- Title card
- Genre: Western
- Directed by: Christian Nyby; Edward Ludwig; Sam Strangis; Earl Bellamy; Justus Addiss;
- Starring: John Payne
- Narrated by: John Payne
- Composers: Paul Dunlap; Dave Kahn; Stanley Wilson;
- Country of origin: United States
- Original language: English
- No. of seasons: 2
- No. of episodes: 78

Production
- Executive producer: John Payne
- Producers: David Dortort; Felix Jackson;
- Production location: American Southwest
- Running time: 30 minutes
- Production companies: Window Glen Productions; Revue Studios;

Original release
- Network: NBC
- Release: September 23, 1957 – June 22, 1959

Related
- The Texan; Cheyenne;

= The Restless Gun =

American Western television series (1957–1959)

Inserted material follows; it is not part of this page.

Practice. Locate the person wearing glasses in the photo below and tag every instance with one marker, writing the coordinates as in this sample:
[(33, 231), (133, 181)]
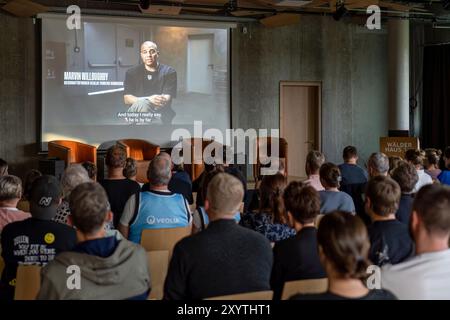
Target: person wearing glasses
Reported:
[(151, 86)]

The Restless Gun is an American Western television series that appeared on NBC between 1957 and 1959, with John Payne in the role of Vint Bonner, a wandering cowboy in the era after the American Civil War. A skilled gunfighter, Bonner is an idealist who prefers to resolve conflicts peacefully whenever possible. He is gregarious, intelligent, and public-spirited.

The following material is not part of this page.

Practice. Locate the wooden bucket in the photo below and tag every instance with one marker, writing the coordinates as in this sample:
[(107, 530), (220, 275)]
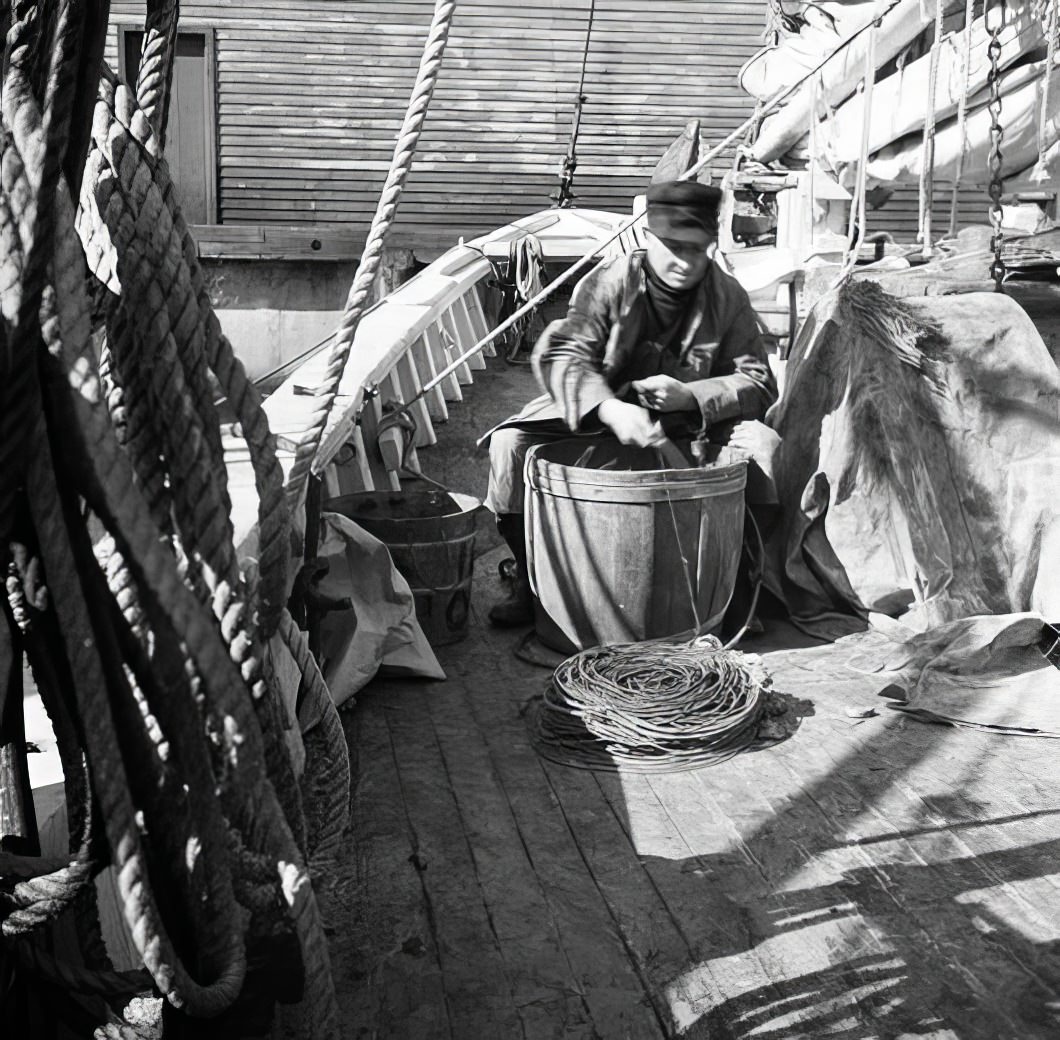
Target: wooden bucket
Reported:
[(430, 535), (620, 550)]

The half-hour black-and-white program aired for 78 episodes, including the pilot episode in which John Payne character's name is Britt Ponsett. The series was based on The Six Shooter, an old-time radio series that starred James Stewart and aired from 1953 to 1954. In the radio series, the main character's name was Britt Ponsett.

The Restless Gun theme song (officially titled "I Ride With the Wind") begins: "I ride with the wind, my eyes on the sun, and my hand on my restless gun..."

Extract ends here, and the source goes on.